What I love is that the service is largely conducted as a prayer to God – almost everything that is said is expressed as a prayer. And it’s so theologically excellent – even though the ‘sermon’ we sat through was so bad and really just used the passsage as a jumping off point into what the priest wanted to say, the congregation afffirmed many biblical truths during the course of the service.  Sitting in on a prayer book service always makes me realise that we could do better in the way we conduct services in less traditional protestant churches – we could do much better at affirming biblical truths in even the normal things we say during the service. And prayers in particular were very good – even the prayer offered by a member of the congregation was theologically excellent, was full of praise to God and affirmation of who he is, and covered so much ground as well – I was quite challenged to improve my praying at church after listening to it.
On the other hand, the service as a whole was utterly inaccessible. Even Tegan, who grew up in an Anglican church and who followed along in the prayer book better than I, couldn’t quite understand some of what was going on in the communion – the difference betweeen kneeling and standing, and whether you ate the wafer and then drank from the common cup, or whether you dipped your wafer in the wine and then ate that.
And following along with the prayer book is, I assume, meant to be easy – but it is absolutely not.

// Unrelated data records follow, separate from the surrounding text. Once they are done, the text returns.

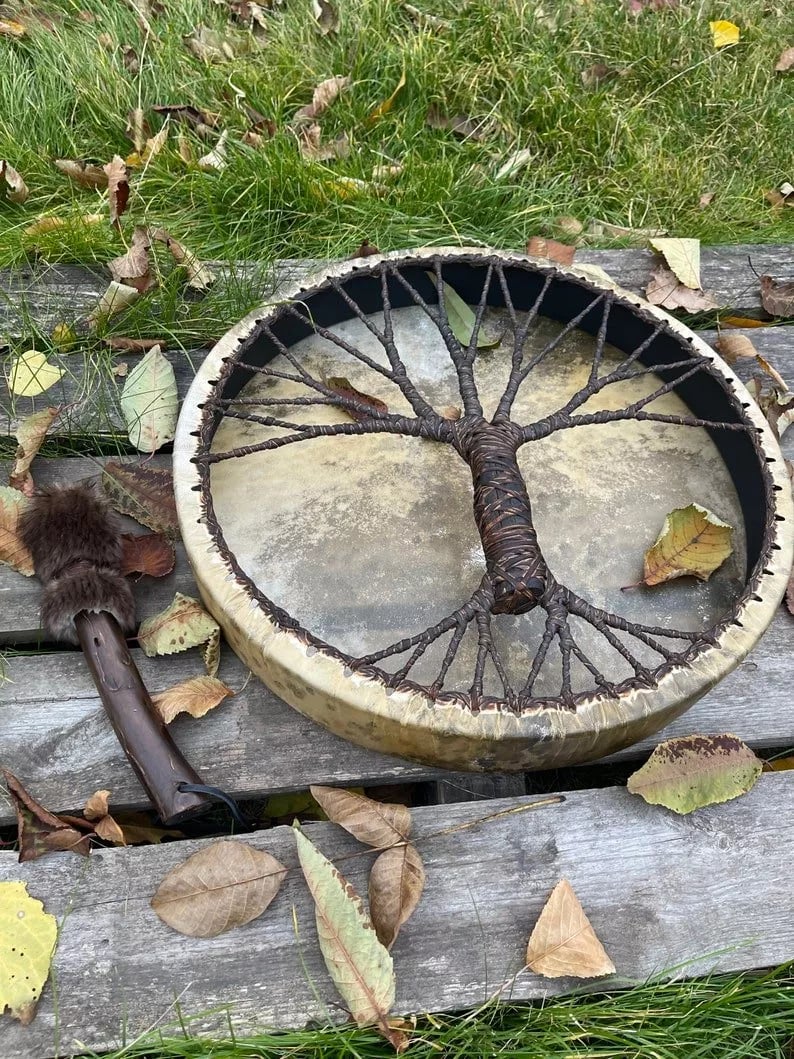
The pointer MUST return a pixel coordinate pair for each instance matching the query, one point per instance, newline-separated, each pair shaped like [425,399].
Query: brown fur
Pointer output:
[75,541]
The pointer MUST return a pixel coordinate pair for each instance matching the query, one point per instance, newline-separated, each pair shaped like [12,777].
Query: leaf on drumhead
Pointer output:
[379,824]
[396,883]
[360,966]
[221,886]
[693,541]
[697,770]
[563,943]
[29,936]
[182,625]
[196,697]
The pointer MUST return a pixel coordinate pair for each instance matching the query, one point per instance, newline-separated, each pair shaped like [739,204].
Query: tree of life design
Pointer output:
[517,577]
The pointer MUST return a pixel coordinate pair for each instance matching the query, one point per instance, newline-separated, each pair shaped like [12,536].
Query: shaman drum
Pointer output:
[415,520]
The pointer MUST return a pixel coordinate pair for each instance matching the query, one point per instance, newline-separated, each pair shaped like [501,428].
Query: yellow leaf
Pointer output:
[563,943]
[32,374]
[28,936]
[692,541]
[724,33]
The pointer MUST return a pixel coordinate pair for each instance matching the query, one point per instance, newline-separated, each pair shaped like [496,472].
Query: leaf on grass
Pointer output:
[31,374]
[563,943]
[396,883]
[31,433]
[696,770]
[196,697]
[551,250]
[342,387]
[360,966]
[39,830]
[28,937]
[724,33]
[183,624]
[149,553]
[221,886]
[693,541]
[13,552]
[16,189]
[149,401]
[379,824]
[777,297]
[145,494]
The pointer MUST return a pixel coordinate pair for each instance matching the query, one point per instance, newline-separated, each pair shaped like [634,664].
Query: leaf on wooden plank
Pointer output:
[16,189]
[396,884]
[149,402]
[118,187]
[221,886]
[344,388]
[360,966]
[13,552]
[39,830]
[183,624]
[31,374]
[777,297]
[83,173]
[693,541]
[682,257]
[196,697]
[28,938]
[563,943]
[149,553]
[724,33]
[696,770]
[199,276]
[31,433]
[145,494]
[379,824]
[551,250]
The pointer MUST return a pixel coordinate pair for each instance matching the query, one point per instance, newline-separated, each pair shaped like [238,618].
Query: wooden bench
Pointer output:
[705,892]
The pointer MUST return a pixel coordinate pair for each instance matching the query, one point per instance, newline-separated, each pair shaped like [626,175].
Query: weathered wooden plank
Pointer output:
[701,893]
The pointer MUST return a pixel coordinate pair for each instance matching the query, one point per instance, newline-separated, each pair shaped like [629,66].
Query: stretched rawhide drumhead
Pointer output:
[419,533]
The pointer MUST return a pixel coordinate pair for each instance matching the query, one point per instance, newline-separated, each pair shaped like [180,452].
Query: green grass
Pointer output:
[739,1017]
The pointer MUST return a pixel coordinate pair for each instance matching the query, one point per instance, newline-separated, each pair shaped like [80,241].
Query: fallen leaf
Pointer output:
[693,541]
[145,494]
[13,552]
[39,830]
[379,824]
[344,389]
[133,269]
[360,966]
[149,404]
[665,290]
[221,886]
[551,250]
[723,33]
[563,943]
[31,433]
[31,374]
[16,189]
[196,697]
[696,770]
[149,553]
[396,883]
[29,937]
[183,624]
[777,297]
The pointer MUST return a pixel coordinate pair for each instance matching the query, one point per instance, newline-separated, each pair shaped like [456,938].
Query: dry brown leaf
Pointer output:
[221,886]
[396,883]
[563,943]
[379,824]
[196,697]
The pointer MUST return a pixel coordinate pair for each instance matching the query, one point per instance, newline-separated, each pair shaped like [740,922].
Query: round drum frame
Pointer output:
[374,707]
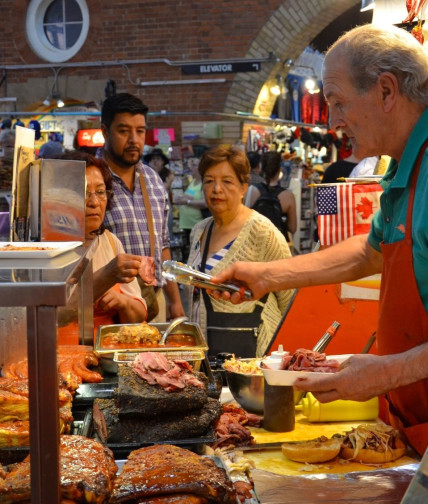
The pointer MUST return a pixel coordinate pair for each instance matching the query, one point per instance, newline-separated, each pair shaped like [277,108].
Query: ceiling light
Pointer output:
[367,5]
[275,90]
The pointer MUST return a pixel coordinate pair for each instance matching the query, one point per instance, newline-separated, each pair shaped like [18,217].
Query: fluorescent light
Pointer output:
[275,90]
[367,5]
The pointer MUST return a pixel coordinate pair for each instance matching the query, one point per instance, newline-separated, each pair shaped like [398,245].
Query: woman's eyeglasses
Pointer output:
[101,194]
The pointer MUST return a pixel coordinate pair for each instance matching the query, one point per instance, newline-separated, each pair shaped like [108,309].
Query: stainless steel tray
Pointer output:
[107,354]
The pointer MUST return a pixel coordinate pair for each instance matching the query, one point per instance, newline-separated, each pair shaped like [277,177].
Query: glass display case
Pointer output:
[34,292]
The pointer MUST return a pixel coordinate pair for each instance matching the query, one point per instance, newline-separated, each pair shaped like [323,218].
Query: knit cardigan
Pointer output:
[258,240]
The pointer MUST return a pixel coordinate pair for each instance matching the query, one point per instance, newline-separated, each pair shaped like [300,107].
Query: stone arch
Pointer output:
[287,33]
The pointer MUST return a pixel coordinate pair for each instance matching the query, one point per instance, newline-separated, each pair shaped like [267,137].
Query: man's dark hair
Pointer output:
[119,104]
[254,159]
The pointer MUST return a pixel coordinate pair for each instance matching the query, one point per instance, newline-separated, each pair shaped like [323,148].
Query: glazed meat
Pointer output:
[308,360]
[14,433]
[73,365]
[166,470]
[87,470]
[143,334]
[20,387]
[111,428]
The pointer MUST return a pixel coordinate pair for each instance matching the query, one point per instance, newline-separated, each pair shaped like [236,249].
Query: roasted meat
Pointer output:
[111,428]
[73,362]
[14,433]
[166,470]
[20,387]
[87,470]
[171,375]
[143,334]
[175,499]
[135,396]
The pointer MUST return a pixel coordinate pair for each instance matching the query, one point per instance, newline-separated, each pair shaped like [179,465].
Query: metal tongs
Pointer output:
[181,273]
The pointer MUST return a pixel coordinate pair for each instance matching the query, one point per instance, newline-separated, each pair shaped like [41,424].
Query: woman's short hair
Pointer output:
[371,50]
[233,155]
[271,165]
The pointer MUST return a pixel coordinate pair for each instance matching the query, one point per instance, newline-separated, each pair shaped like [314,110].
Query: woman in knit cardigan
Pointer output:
[234,233]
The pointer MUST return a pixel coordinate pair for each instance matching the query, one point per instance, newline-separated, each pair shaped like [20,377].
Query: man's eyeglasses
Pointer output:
[101,194]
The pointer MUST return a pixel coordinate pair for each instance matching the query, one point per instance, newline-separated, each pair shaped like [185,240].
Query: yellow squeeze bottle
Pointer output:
[339,411]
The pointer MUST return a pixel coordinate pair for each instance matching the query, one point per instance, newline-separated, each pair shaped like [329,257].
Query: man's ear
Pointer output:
[389,90]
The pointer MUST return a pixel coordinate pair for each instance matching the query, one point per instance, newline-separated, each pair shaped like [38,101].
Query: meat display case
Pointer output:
[33,294]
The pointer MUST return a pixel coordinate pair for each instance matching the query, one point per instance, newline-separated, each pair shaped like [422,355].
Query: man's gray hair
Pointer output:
[371,50]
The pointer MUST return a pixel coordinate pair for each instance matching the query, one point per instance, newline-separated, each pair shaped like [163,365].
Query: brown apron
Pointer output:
[403,324]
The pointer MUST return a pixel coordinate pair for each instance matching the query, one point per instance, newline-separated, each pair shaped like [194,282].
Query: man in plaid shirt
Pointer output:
[123,123]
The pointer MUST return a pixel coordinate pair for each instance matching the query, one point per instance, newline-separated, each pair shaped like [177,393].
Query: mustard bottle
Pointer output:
[341,410]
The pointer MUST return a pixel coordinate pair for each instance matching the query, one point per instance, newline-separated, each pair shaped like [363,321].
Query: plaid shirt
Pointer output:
[128,221]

There was nothing in there that told you which parts to sing, which lines to repeat while you’re singing, it’s hard to know which parts to skip and when to turn the page when the priest could choose from several options in the text of the book, and then there are lines here and there which the priest and congregation say which aren’t in the book – all very confusing. Having been to a couple of these things before, I could follow along reasonably well – not perfectly though – but one of our friends who had never been to a prayer book service before found it extremely difficult to follow along.
Now, we were all Christians who were there – and if we found it that hard, I really wonder how an outsider who is checking out Christianity and the church for the first time must find it. I imagine that it must feel as though you have entered some kind of sect – it’s that different than anything else I’ve observed in modern society. One of the congregation members said to me that it was good seeing so many young people (there were six of us there) in church, and mentioned that they had troble attracting young people to church. Now that I think about it, I’m not surprised.
The sign at the front of the church said “Visitor’s Welcome”. While the people were certainly welcoming and warm and friendly, perhaps the sign should have read, “Visitors Welcome – But if you’re not Anglican, don’t expect to understand anything about the service.
1: The church we were at was quite High Anglican, so I guess that’s a factor as well.
2: Of course, this raises the question of how you know that they’re biblical truths if the preaching plays, in my opinion, fairly fast and loose with the Bible itself. I guess you would hope that people are reading the Bible for themselves and can evaluate whhat they’re reading against that. And I trust that the authors of the prayer book considered the Bible very carefully and wrote only things that the Bible affirmed to be true.